Unit Economics Calculator
Does your business actually make money on every customer? Measure the LTV (Lifetime Value) against your CAC (Customer Acquisition Cost).
Business Scalability
How to Audit Your Business Units
Calculate Contribution Margin
Subtract your variable costs (COGS) from your Average Order Value. This tells you how much cash each sale generates to pay for marketing and fixed costs.
Determine Customer LTV
Multiply your Contribution Margin by the frequency of purchases. This is the Total Lifetime Value a single customer brings to your business.
Measure CAC Efficiency
Divide your total marketing spend by the number of new customers. If your LTV is 3x higher than your CAC, you have a healthy, scalable business.
Understanding Unit Economics for Scale
Unit Economics are the direct revenues and costs associated with a particular business model, and are expressed on a per-unit basis. In the world of modern startups, the "unit" is almost always a single customer.
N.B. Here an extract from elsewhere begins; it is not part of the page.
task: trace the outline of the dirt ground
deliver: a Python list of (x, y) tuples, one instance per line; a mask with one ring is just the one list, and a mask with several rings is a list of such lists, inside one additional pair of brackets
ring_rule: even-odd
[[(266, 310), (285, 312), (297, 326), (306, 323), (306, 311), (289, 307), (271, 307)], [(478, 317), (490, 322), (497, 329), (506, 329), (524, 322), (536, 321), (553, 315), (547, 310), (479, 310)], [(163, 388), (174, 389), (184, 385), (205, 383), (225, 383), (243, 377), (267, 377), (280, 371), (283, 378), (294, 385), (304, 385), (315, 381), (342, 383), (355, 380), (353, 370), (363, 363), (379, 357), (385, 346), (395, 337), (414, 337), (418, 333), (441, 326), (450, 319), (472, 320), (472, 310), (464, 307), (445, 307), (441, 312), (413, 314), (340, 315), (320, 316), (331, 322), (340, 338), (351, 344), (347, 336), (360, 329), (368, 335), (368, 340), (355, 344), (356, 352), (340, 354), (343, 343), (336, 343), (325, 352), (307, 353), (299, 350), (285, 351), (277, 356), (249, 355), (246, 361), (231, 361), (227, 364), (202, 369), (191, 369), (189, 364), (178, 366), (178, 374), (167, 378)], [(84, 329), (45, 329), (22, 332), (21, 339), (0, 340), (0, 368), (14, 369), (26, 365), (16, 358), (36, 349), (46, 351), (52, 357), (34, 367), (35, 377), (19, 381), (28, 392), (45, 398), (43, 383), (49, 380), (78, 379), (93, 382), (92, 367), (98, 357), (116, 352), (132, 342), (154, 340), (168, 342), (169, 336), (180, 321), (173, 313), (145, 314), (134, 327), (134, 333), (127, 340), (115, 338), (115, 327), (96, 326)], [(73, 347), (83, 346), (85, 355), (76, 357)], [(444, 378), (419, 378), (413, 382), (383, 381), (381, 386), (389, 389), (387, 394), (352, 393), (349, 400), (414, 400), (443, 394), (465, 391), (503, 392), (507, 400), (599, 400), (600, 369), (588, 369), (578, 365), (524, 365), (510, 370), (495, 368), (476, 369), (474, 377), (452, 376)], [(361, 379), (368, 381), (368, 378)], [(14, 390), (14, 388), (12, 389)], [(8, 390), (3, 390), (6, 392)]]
LTV/CAC Ratio: The Magic Number
The relationship between what you pay to get a customer (CAC) and what that customer pays you over time (LTV) determines if your business will thrive or die.
- Ratio < 1.0x: You are losing money on every customer. Scaling will lead to bankruptcy faster.
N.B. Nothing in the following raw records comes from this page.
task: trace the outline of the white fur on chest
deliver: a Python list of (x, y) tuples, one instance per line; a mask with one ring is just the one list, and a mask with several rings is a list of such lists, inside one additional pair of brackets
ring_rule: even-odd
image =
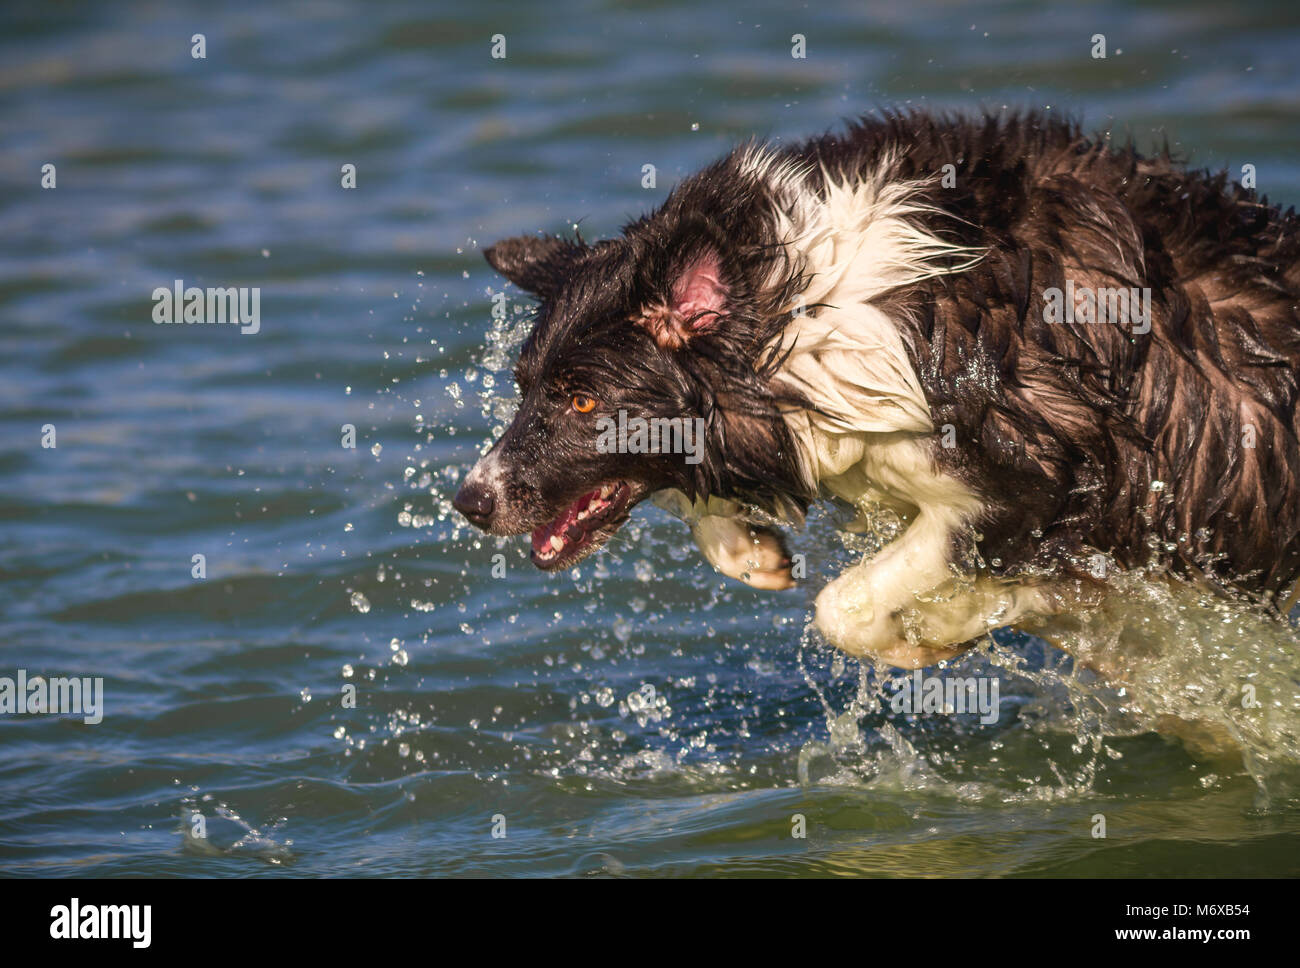
[(893, 167), (885, 157), (864, 177), (823, 172), (818, 194), (806, 170), (761, 149), (742, 161), (771, 187), (778, 235), (809, 280), (788, 307), (795, 316), (779, 342), (790, 352), (778, 377), (813, 408), (786, 422), (810, 485), (855, 504), (875, 490), (917, 508), (949, 506), (959, 517), (978, 502), (935, 467), (934, 424), (912, 354), (873, 300), (959, 272), (980, 253), (921, 228), (916, 217), (930, 211), (917, 197), (923, 184), (892, 178)]
[(955, 542), (982, 502), (935, 462), (935, 427), (904, 330), (873, 302), (960, 272), (980, 253), (919, 226), (922, 186), (891, 179), (889, 158), (865, 178), (825, 173), (824, 197), (805, 187), (806, 172), (770, 155), (754, 152), (745, 164), (772, 186), (780, 237), (810, 280), (787, 307), (795, 315), (779, 342), (790, 352), (777, 374), (812, 404), (786, 416), (806, 482), (861, 513), (890, 505), (908, 522), (822, 590), (818, 628), (847, 652), (914, 668), (1046, 608), (1037, 587), (953, 567)]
- Ratio 1.0x - 2.0x: You are barely breaking even. Fixed costs will likely eat your remaining profit.
- Ratio 3.0x+: This is the industry standard for a healthy startup. You can afford to spend more on growth.
Why "Frequency" is Your Secret Weapon
If your acquisition cost (CAC) is high, the only way to win is to increase Purchase Frequency. Moving a customer from 1 purchase to 2 purchases doubles your LTV while your CAC stays exactly the same. Retention is the most profitable growth strategy.